Penyaluran bibit kelapa dalam ini dipusatkan di Desa Lompad Baru dan diserahkan kepada salah satu kelompok tani penerima program. Kegiatan ini turut didampingi langsung oleh Kepala Bidang Perkebunan Dinas Pertanian Kabupaten Minsel, Wanda Langoy, yang mewakili pemerintah daerah dalam memantau jalannya penyaluran bantuan sarana produksi pertanian tersebut.
Kepala Bidang (Kabid) Perkebunan menjelaskan bahwa penyaluran bibit kelapa dalam ini merupakan pelaksanaan Calon Petani Calon Lokasi (CPCL) tahap kedua untuk kegiatan peremajaan tanaman kelapa dalam. Program ini direncanakan mencakup volume kontrak seluas 1.100 hektare dengan kebutuhan bibit yang mencapai 121.000 batang kelapa dalam bagi kelompok tani di wilayah Kabupaten Minsel.
Penyerahan bibit kelapa dalam tersebut dilakukan langsung oleh perwakilan dari CV Abadi selaku penyedia bibit yang telah lolos verifikasi dan bekerjasama dalam program ini. Penyedia bibit tersebut berdomisili di Desa Labuan Uki, Kecamatan Lolak, Kabupaten Bolaang Mongondow, yang telah memenuhi standar kualitas benih bermutu sesuai ketentuan yang berlaku.
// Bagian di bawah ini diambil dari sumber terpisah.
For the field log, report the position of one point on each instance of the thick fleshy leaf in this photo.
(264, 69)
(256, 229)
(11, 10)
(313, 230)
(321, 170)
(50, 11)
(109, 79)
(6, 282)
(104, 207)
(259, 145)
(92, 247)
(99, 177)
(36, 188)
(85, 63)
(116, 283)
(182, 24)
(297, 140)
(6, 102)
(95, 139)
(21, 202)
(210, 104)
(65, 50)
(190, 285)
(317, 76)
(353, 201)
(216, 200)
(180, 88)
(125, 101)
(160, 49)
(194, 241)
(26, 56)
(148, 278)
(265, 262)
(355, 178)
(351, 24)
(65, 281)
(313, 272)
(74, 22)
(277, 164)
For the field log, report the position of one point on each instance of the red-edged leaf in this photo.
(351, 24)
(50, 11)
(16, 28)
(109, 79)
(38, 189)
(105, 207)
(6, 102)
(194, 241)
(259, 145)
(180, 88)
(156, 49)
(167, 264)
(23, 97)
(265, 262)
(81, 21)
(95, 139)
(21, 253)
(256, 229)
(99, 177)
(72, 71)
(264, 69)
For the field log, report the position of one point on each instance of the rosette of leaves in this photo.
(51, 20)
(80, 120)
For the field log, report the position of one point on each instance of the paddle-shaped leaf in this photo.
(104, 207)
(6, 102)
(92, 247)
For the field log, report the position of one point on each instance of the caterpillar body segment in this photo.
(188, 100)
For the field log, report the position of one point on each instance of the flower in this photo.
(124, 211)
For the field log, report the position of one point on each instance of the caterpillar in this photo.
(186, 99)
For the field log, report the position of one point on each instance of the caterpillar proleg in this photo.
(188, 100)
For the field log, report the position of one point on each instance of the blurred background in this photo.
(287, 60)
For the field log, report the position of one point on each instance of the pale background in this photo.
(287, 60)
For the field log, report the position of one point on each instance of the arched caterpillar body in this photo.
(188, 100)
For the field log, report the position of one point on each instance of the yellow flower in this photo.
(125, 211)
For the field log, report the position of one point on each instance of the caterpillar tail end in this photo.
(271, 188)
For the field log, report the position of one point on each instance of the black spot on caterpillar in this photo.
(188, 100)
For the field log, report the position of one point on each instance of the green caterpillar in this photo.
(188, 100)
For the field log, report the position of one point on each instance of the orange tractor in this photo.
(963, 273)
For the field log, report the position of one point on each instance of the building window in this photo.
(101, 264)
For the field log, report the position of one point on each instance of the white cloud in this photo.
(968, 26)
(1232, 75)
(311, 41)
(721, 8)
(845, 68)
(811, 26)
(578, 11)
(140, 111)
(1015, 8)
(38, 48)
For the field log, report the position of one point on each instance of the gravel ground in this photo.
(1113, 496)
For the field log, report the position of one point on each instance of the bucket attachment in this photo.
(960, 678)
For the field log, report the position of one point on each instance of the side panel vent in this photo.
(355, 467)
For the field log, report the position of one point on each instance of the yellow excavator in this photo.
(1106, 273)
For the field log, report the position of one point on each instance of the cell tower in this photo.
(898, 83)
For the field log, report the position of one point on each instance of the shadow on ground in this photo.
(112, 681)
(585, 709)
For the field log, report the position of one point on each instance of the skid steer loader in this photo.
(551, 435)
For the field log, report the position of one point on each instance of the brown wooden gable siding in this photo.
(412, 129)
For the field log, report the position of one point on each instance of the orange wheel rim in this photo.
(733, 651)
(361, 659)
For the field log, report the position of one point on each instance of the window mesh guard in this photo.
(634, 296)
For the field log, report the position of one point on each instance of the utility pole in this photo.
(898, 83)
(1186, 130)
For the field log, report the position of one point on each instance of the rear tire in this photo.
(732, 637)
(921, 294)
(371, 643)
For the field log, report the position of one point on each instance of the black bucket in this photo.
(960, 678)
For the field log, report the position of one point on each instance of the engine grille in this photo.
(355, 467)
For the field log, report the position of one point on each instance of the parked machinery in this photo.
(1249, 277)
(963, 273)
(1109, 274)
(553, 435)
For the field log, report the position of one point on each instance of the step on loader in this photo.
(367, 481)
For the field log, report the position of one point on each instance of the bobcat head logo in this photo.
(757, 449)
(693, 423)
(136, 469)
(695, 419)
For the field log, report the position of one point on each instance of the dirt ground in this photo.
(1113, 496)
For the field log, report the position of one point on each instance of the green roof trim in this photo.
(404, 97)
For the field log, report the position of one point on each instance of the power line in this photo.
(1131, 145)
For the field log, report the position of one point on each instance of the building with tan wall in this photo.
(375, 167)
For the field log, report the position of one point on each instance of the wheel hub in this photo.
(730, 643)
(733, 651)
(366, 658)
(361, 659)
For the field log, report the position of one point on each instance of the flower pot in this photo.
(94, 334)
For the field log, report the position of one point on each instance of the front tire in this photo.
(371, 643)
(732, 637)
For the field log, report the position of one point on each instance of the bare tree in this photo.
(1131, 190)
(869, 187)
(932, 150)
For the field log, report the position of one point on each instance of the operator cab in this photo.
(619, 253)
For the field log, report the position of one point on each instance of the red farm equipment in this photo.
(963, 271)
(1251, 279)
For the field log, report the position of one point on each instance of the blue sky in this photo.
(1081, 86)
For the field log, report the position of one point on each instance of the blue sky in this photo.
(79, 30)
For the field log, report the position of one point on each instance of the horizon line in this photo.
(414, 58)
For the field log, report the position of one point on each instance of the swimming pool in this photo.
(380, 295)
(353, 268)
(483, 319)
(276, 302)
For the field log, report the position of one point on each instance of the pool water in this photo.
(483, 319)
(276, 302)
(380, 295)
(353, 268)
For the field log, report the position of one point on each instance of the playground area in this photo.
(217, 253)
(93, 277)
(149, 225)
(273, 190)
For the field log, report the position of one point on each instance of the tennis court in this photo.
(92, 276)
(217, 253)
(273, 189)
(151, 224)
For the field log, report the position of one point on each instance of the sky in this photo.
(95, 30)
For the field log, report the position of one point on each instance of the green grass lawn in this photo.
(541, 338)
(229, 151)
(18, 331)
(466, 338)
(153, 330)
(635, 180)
Pendampingan oleh tim BRMP Sulut dilakukan untuk memastikan bibit yang disalurkan benar-benar memenuhi spesifikasi teknis dan kualitas yang telah disepakati dalam dokumen perjanjian. Langkah ini penting guna menjamin keberhasilan tanam serta produktivitas kelapa di masa mendatang bagi kelompok tani penerima manfaat.
Peremajaan tanaman kelapa dalam ini menjadi salah satu upaya strategis untuk meningkatkan produktivitas dan kualitas hasil perkebunan kelapa di wilayah Minsel. Dengan bibit bermutu yang ditanam secara teratur, diharapkan produksi kelapa dapat meningkat secara signifikan dan berkelanjutan bagi kesejahteraan petani.
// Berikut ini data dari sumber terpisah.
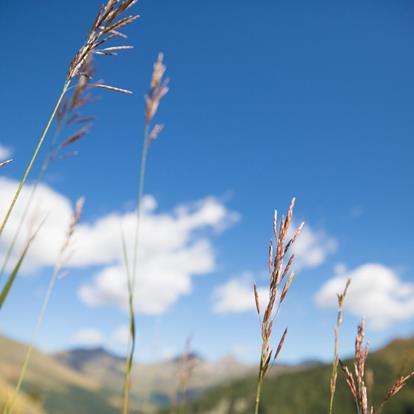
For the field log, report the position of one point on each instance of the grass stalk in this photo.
(334, 373)
(158, 89)
(34, 156)
(10, 281)
(278, 273)
(10, 405)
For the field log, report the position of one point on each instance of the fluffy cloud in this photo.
(174, 246)
(5, 152)
(237, 295)
(88, 337)
(376, 293)
(312, 248)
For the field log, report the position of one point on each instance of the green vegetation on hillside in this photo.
(307, 391)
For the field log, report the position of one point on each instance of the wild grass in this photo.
(158, 89)
(63, 258)
(68, 115)
(105, 27)
(334, 374)
(357, 381)
(278, 273)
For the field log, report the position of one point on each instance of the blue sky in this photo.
(268, 100)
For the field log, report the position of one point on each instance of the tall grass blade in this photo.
(132, 330)
(10, 405)
(34, 156)
(334, 373)
(10, 281)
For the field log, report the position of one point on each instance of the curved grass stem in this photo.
(34, 156)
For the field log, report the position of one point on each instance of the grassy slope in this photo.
(53, 385)
(307, 392)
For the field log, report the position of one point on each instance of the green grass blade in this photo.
(10, 281)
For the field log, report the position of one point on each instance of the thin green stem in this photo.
(9, 407)
(260, 379)
(34, 156)
(258, 393)
(131, 272)
(141, 185)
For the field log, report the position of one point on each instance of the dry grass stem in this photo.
(278, 272)
(334, 374)
(62, 260)
(105, 27)
(357, 381)
(68, 115)
(157, 90)
(3, 163)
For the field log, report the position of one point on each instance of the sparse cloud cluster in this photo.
(175, 246)
(376, 293)
(236, 295)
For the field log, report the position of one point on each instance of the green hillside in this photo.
(90, 380)
(307, 392)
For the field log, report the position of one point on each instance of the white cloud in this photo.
(120, 336)
(88, 337)
(5, 152)
(312, 248)
(174, 246)
(237, 295)
(376, 293)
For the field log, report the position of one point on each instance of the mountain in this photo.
(90, 380)
(49, 385)
(307, 390)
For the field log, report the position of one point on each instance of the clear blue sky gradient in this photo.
(269, 99)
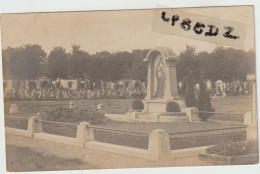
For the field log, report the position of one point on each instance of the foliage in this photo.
(57, 65)
(24, 62)
(234, 148)
(137, 105)
(172, 107)
(79, 61)
(86, 114)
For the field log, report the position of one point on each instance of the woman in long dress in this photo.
(160, 75)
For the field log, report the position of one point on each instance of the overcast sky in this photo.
(110, 30)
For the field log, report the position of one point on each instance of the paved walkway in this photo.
(101, 159)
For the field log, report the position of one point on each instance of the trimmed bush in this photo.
(75, 115)
(172, 107)
(137, 105)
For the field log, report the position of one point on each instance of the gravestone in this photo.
(13, 109)
(162, 81)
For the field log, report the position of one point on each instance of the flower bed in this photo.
(75, 115)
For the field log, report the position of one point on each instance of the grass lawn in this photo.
(35, 161)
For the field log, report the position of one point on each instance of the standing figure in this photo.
(160, 75)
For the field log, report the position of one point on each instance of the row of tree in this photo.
(29, 62)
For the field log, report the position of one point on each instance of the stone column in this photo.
(252, 128)
(149, 90)
(34, 126)
(252, 78)
(84, 133)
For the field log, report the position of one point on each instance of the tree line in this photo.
(30, 62)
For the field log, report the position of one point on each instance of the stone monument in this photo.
(162, 81)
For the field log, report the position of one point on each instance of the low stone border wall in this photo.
(234, 160)
(158, 145)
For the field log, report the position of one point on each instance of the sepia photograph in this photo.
(143, 88)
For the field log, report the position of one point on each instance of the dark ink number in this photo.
(174, 19)
(164, 18)
(186, 24)
(198, 27)
(210, 32)
(228, 35)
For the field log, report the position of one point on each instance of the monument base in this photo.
(159, 105)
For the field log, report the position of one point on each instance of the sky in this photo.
(113, 31)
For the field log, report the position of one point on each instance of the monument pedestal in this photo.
(159, 105)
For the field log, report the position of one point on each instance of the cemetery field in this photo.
(239, 104)
(232, 104)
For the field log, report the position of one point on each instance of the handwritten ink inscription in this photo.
(199, 26)
(216, 30)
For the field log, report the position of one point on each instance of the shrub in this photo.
(75, 115)
(137, 105)
(234, 149)
(172, 107)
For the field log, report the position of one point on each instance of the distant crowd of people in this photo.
(69, 94)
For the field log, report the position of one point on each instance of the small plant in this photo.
(137, 105)
(234, 149)
(172, 107)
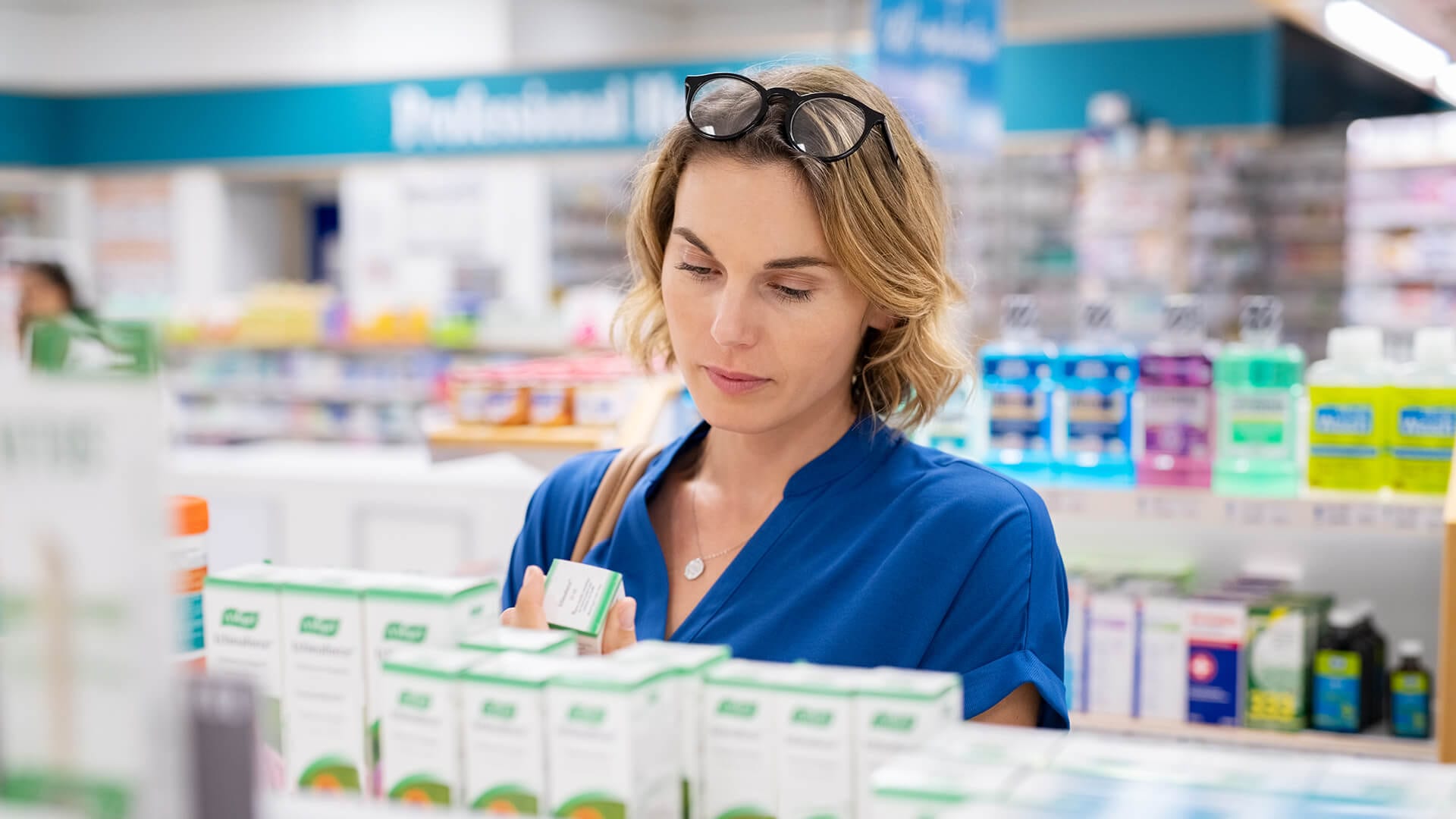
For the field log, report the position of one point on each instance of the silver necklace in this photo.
(695, 567)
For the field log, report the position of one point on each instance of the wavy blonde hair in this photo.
(886, 223)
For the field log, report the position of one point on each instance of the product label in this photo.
(1410, 704)
(1279, 659)
(1260, 425)
(1346, 438)
(1421, 439)
(1178, 420)
(1019, 404)
(1337, 691)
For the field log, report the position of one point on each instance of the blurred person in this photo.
(788, 243)
(47, 293)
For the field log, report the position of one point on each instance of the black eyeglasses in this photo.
(824, 126)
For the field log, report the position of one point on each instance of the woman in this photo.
(47, 295)
(797, 279)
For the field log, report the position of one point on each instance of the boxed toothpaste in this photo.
(689, 664)
(1163, 661)
(242, 626)
(897, 711)
(607, 726)
(1111, 659)
(504, 723)
(325, 676)
(504, 639)
(403, 611)
(579, 599)
(419, 735)
(1218, 627)
(740, 739)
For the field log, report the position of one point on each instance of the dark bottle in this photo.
(1340, 675)
(1410, 692)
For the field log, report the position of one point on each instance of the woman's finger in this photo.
(620, 627)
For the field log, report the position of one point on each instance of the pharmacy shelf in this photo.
(1321, 512)
(1308, 741)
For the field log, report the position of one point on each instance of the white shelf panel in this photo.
(1308, 741)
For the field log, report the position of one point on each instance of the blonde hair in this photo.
(886, 223)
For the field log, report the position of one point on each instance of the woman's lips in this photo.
(734, 384)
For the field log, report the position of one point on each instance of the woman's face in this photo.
(764, 325)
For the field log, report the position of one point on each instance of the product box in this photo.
(1283, 635)
(325, 681)
(607, 727)
(403, 611)
(421, 725)
(1218, 629)
(504, 723)
(819, 773)
(579, 599)
(1163, 659)
(897, 711)
(504, 639)
(740, 739)
(242, 626)
(1075, 646)
(691, 662)
(1111, 653)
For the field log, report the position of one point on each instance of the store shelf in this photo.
(1321, 512)
(1308, 741)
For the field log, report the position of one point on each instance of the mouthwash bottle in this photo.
(1347, 416)
(1410, 692)
(1095, 381)
(1177, 384)
(1017, 375)
(1257, 382)
(1423, 414)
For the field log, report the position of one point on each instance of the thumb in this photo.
(620, 627)
(530, 602)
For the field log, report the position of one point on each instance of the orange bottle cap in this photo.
(188, 515)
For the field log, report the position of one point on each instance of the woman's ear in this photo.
(880, 319)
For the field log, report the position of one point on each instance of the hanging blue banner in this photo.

Kelompok tani penerima bibit menyambut baik penyaluran bantuan ini dan menyatakan siap merawat tanaman hingga masa panen tiba. Mereka juga berkomitmen menerapkan standar budidaya yang baik agar investasi program peremajaan ini memberikan hasil yang optimal bagi seluruh anggota kelompok tani.
Kegiatan penyaluran ini juga menjadi bagian dari rangkaian pengawalan dan monitoring yang berkelanjutan oleh BRMP Sulut di berbagai kabupaten/kota di Sulut. Sinergi antara pemerintah pusat, pemerintah daerah, dan penyedia bibit menjadi kunci kelancaran pelaksanaan program hilirisasi perkebunan di wilayah ini.
Melalui kegiatan ini, BRMP Sulut kembali menegaskan komitmennya dalam memastikan setiap tahapan program perbenihan perkebunan berjalan sesuai prosedur, tepat sasaran, dan memberikan dampak nyata bagi peningkatan pendapatan petani kelapa di Provinsi Sulut.